終盤、幻影の城と暁生から抜け出したウテナとアンシーは「外」の世界を目指して荒野を駆けんとします。ここで、ウテナははっきりと、本作におけるアンシーとの関係性をセリフによって明示します。
「僕たちは、王子様を死なせた共犯者だったんだね」
ウテナは冬芽、アンシーは暁生、というお互いにとっての王子様を亡くした、という共通項があったということです。
では、なぜ彼女たち「王子様を死なせた共犯者」は「外」を目指したのでしょうか。
「外の世界」とは
彼女たちが目指す「外の世界」とは一体何でしょうか。
それは一言で言えば「自由の世界」でしょう。
アニメ版ではアンシーがウテナを求めて旅に出ます。これは学園の「外」に旅に出ることを意味するものであり、本質的に劇場版でいうところの「外の世界」と同じだと思われます。
アニメ版をもう少し解釈すると、アンシーがウテナを求めて「外の世界」を目指したのであれば、それはすなわち、ウテナがアンシーの行動の原動力・駆動力になったということです。
劇場版でも、ウテナは文字通り「車」に姿を変え、アンシーを外の世界へと導く駆動力となります。「外の世界」はまずウテナが求め、目指したものであり、それに感化されたアンシーもまた目指すことになったわけです。
劇場版では車での脱出の際、学園の仲間がウテナたちを助けに来ます。西園寺は「外で会えたら今度は堂々と口説き落としてみせる」とアンシーに声をかけます。樹璃は「外を目指すのは志高いことだ」とも言っていました。
「外に出て道を進み、世界の果てを広げ続ける」というセリフもありました。
これらのことから、「外の世界」というのは、目指すのは困難だが、非常に志高く、皆が求めているものだと思われます。
それはつまり、王子様を失ったウテナやアンシーがお互い幸せになれるような許された世界(百合を考えてもいいでしょう)、学園の規則などがない開放された世界のようなものだと考えられます。

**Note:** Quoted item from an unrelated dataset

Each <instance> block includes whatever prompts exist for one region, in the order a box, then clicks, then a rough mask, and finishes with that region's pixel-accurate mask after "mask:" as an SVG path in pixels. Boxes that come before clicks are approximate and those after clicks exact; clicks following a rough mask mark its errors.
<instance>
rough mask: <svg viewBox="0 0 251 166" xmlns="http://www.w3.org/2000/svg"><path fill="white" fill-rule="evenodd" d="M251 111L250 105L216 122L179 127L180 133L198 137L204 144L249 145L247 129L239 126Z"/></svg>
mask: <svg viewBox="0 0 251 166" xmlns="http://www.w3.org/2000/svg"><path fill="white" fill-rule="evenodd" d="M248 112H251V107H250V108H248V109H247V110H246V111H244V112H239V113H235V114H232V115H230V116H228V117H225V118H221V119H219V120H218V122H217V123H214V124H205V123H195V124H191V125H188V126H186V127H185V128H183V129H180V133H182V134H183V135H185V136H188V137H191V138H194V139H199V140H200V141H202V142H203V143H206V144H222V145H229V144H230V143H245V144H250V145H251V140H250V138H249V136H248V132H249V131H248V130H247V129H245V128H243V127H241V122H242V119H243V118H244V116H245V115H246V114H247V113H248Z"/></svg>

自由の世界を求めて荒野を駆ける2人、最高にカッコよかったです。
ワニの名は。
劇場版ではビデオテープの映像でしか出番がなかったチュチュ。もっと見たかったです。
チュチュと一緒に、見慣れないワニのキャラクターが新しく登場していました。
このワニの名前、気になったのですが、Blu-rayのチャプター名を見ていると、ありました。
「ケロポン」というらしいです。ワニっぽい見た目ですが、カエルっぽい名前が付けられていました(笑)。
気になった小ネタたち
① テレビの規制がない表現の数々。シーツから蝶々が生み出るシーンは完全にメタファー。
② 決闘は学園の生徒みんなが見れるスタイル。劇場版では決闘が行われることは別に秘密ではないんですね。
③ エヴァを彷彿とさせる車の司令室。劇場版公開は1999年で、アニメ『新世紀エヴァンゲリオン』の放映は1996年ですから、エヴァからインスパイアされたパロディかも。
④ 重要なセリフをつぶやく幹(ミッキー)。「冬芽って誰だ?」は割とゾクッとしました。冬芽がこの世にいないことの伏線でしたね。
まとめ
さて、アニメ版とは似ても似つかぬ劇場版でした。これはこれでアリ。説明がきちんとセリフでなされるし、最低限の理解は出来るようになっていました。何より35mmフィルムでの美しい作画の数々は素晴らしかったです。音楽も相変わらず良いです。アニメ版を楽しめた人はぜひ観るべきでしょう。